La mujer en la Amazonía Peruana - Agricultura y Desarrollo Rural

Extractos de un informe preparado por
Martha Rodríguez Achung
Pontificia Universidad Católica del Perú
Centro de la Mujer Peruana - "Flora Tristán"
en colaboración con la Servicio de la Mujer en el Desarrollo,
Dirección de la Mujer y de la Población de la FAO

1. Introducción

El contexto regional

Son varios los elementos que han marcado la vida de las mujeres de la Amazonía peruana en los últimos diez años. A su ancestral marginación se han sumado la violencia, el narcotráfico, el nuevo rol económico asignado por el Estado a la región en la década de los ochenta, la creciente deforestación, la contaminación de los ríos, al inundaciones y el impacto negativo en las economías familiares de la política liberal de los años noventa.

Estos factores han influido en la vida de las mujeres rurales, que constituyen actualmente el 46 por ciento (643,716) de la población rural amazónica (1,389,483), y que en 1981 representaban sólo el 41 por ciento; así la tasa de crecimiento de la población femenina rural ha sido superior a la masculina entre 1981 y 1993 (2,1 y 2,0 respectivamente). En términos absolutos, las mujeres asentadas en el ámbito rural se incrementaron en 154,320 personas y la población masculina lo hizo en 171,943. Los datos censales indican también una presencia masculina mayoritaria: el índice de masculinidad en el sector rural es de 155,9 para el conjunto de la región. En todas las provincias este indicador revela una mayor presencia de hombres, destacándose ciertas provincias como el Manu, en Madre de Dios, donde la relación es de 308 hombres por cada 100 mujeres.

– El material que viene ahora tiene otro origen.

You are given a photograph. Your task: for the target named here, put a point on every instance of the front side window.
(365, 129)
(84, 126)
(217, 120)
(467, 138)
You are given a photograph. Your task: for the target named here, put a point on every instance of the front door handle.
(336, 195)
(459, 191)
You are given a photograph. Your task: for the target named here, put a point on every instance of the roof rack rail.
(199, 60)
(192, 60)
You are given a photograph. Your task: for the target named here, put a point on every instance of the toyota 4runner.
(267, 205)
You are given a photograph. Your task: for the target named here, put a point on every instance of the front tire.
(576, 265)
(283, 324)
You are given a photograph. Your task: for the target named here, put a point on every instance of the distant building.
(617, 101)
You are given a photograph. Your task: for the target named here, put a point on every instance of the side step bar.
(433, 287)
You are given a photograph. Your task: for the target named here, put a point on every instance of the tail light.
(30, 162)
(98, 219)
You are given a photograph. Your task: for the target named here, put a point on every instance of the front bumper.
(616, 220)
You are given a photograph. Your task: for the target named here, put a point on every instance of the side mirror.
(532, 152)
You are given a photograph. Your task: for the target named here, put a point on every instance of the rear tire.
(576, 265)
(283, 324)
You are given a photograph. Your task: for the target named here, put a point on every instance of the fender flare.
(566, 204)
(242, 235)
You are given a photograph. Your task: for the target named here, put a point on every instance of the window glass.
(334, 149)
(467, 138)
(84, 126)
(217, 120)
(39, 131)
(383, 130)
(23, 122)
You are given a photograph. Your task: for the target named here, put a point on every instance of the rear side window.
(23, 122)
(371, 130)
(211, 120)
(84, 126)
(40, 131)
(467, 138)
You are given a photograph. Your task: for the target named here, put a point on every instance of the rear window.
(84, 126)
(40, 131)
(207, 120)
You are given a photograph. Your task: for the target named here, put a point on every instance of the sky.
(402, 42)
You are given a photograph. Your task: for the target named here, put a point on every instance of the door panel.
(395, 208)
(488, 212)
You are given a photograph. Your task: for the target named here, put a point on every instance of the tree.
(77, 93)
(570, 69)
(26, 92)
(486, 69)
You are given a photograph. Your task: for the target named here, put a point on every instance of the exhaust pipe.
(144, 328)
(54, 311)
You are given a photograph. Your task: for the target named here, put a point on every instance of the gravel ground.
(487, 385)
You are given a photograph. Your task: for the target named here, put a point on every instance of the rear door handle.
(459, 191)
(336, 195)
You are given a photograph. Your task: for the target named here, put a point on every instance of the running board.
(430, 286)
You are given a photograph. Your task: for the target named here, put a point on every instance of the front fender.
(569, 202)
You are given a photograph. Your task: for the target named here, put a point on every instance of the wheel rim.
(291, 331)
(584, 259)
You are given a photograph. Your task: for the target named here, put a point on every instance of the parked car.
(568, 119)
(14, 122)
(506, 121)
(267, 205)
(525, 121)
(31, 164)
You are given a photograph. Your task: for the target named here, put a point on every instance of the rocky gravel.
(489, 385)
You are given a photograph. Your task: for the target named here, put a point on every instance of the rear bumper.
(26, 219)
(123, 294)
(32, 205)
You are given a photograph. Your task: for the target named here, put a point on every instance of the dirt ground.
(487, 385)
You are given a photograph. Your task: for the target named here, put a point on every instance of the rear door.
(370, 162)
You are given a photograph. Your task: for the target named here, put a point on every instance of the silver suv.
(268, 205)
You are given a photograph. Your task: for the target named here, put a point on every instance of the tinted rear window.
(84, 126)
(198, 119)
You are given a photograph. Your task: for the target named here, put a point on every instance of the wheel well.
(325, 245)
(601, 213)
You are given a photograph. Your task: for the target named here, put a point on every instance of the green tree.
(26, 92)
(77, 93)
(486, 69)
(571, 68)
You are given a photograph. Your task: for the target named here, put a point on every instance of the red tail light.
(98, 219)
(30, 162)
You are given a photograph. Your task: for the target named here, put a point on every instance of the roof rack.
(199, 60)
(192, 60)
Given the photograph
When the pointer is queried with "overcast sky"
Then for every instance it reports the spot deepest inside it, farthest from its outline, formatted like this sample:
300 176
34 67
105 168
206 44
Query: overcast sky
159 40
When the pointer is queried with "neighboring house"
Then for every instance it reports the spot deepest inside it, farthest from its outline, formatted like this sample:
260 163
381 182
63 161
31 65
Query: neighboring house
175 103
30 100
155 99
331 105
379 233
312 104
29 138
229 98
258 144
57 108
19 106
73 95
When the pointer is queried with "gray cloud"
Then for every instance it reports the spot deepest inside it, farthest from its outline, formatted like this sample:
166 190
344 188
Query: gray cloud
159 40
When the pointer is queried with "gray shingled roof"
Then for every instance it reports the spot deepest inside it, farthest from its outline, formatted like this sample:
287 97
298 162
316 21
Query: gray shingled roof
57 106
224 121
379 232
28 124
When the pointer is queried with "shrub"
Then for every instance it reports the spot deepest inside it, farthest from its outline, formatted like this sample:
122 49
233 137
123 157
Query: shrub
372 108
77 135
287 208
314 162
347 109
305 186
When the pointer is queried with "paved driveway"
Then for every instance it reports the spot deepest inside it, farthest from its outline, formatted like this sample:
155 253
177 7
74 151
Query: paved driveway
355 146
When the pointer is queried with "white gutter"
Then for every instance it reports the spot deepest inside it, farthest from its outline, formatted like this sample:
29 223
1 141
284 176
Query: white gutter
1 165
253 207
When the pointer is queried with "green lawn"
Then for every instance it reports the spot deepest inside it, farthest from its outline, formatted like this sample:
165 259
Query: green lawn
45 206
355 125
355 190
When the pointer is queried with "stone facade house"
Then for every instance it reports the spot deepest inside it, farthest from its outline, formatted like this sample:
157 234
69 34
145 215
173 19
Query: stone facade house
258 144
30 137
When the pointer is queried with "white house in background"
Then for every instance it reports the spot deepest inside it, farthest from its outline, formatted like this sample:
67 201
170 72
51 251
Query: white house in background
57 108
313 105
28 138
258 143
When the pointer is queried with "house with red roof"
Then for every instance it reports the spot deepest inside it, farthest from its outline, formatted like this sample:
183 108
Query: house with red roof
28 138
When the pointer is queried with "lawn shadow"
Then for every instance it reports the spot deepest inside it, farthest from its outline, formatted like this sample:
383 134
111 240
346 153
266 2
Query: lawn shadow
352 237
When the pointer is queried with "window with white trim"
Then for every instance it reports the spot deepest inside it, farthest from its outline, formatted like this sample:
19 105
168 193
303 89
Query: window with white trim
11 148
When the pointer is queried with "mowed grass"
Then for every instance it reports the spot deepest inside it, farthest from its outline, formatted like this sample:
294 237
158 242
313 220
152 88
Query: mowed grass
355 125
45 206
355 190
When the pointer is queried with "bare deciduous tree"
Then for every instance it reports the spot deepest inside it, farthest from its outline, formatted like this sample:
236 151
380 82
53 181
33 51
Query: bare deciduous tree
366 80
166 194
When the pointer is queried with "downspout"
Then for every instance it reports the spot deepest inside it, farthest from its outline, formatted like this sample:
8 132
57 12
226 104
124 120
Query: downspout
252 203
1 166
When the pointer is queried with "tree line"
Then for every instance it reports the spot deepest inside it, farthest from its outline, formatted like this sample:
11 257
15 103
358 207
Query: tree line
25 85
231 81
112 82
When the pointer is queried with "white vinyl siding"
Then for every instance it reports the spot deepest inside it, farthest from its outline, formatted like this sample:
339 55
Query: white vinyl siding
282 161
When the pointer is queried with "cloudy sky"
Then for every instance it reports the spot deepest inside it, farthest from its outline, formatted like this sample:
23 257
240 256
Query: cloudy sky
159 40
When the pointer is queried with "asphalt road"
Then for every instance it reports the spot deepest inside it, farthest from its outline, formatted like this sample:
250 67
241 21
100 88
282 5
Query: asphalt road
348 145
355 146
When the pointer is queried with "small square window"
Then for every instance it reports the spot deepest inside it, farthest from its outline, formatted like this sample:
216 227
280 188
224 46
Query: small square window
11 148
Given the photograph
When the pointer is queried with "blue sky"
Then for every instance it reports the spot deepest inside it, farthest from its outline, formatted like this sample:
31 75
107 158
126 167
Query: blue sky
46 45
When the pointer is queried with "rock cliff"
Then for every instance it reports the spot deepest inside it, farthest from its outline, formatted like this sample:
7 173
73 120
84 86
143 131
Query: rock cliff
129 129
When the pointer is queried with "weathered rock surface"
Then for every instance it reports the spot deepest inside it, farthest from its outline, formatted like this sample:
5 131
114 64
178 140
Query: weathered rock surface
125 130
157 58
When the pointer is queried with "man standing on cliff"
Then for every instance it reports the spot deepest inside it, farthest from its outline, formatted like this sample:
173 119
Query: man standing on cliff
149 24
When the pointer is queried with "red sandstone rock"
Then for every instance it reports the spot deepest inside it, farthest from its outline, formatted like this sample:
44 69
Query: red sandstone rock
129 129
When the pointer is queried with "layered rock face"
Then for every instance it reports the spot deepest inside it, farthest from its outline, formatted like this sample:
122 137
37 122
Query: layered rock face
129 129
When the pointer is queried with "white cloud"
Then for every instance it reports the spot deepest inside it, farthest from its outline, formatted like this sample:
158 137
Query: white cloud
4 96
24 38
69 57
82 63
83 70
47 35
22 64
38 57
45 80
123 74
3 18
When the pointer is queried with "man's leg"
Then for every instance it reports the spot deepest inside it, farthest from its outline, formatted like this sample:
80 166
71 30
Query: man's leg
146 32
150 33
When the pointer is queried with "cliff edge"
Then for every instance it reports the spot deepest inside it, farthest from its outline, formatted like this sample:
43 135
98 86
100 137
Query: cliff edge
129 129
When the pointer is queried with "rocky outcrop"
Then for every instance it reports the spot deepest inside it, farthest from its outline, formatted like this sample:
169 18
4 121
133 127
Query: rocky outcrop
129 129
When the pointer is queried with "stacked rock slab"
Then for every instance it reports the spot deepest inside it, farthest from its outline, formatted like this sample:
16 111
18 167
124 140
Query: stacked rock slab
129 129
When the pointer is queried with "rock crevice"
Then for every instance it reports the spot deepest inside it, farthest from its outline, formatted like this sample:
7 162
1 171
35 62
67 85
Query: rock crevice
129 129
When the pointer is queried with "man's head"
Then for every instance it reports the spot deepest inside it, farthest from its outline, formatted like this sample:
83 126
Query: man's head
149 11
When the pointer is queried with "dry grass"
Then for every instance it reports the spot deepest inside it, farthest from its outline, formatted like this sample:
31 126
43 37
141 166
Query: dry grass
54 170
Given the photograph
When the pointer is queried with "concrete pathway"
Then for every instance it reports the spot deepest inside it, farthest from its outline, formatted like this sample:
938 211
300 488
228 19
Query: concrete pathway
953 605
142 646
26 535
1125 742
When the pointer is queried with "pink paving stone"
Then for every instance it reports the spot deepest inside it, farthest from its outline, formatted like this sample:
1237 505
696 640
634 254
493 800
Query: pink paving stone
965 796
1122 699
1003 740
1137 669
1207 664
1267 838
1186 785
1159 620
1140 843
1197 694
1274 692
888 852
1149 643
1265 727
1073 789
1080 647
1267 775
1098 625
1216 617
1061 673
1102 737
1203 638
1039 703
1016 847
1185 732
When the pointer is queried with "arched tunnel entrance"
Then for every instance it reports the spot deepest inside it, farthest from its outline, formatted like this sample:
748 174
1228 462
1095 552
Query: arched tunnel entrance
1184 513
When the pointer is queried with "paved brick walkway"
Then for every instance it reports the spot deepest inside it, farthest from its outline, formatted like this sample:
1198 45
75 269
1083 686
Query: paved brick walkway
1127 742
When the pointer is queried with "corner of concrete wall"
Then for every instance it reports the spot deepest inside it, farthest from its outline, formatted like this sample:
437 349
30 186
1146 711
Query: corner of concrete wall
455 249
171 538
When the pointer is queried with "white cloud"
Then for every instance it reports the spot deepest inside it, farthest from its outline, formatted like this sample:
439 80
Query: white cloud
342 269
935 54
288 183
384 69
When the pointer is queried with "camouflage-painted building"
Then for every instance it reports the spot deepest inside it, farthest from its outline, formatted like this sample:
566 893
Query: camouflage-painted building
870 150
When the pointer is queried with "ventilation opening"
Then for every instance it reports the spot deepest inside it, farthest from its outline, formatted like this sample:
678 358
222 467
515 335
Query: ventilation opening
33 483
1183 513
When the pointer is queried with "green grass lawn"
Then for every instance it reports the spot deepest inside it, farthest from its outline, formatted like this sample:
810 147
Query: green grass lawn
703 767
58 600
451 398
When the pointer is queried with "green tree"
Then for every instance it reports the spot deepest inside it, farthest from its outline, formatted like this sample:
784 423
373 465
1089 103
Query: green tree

En el caso de la Amazonía, hay que destacar la composición heterogénea de la población en general y de la femenina rural en particular. La presencia de tres estamentos de mujeres en la vida rural tiene que ser tomada en cuenta para analizar no sólo su situación actual sino también los roles y funciones que debe cumplir la mujer en el desarrollo regional:

La mujer indígena. Según el último censo nacional de población, existen 11 familias lingüísticas y 52 grupos étnicos, distribuidos en 1,335 comunidades, asentados en casi todas las provincias que conforman la Amazonía peruana, tanto en la selva alta como en la selva baja. Todos los grupos étnicos tienen contacto con el resto de la sociedad nacional y la economía mercantil; por lo tanto producen para el mercado, pero conservan una agricultura de la subsistencia y practican la caza, la pesca y la extracción de recursos nativos.

Pese a su inserción en el mercado, estos grupos étnicos mantienen los lazos comunales si bien con procesos de diferenciación interna, prevaleciendo la organización social comunal; se ubican en territorios continuos, hablan la lengua nativa, aunque el uso del castellano se ha difundido. Dependiendo del grupo al que pertenence, el trabajo de la mujer indígena es altamente valorizado en su familia y en su comunidad. Se ha observado que mientras mayor es su integración a la sociedad nacional, mayor es la pérdida del poder económico de la mujer indígena.

La campesina ribereña y/o de tierra firme. Viven en las orillas de los ríos o cerca de cochas y quebradas, proviene de la disolución o «campesinización» de grupos étnicos y tiene un amplio proceso de mestizaje. No tiene una organización comunal basada en el parentesco; tanto la producción como la comercialización es individual y no comunal. La mujer ribereña predomina en la selva baja, y la de tierra firme en la selva alta. Al igual que las anteriores, practica la agricultura de subsistencia y para la comercialización; también la caza y la pesca son actividades de la mujer ribereña de la selva baja. En general ha perdido el control y el poder económico en la familia.

La mujer campesina colona. Es la inmigrante andina que vive predominantemente en la selva alta; es parte de la migración familiar hacia las zonas de expansión de la frontera agrícola. En general se dedica al monocultivo (arroz, maíz, coca, etc.); su trabajo productivo es poco valorizado familiarmente y no tiene el control de la comercialización.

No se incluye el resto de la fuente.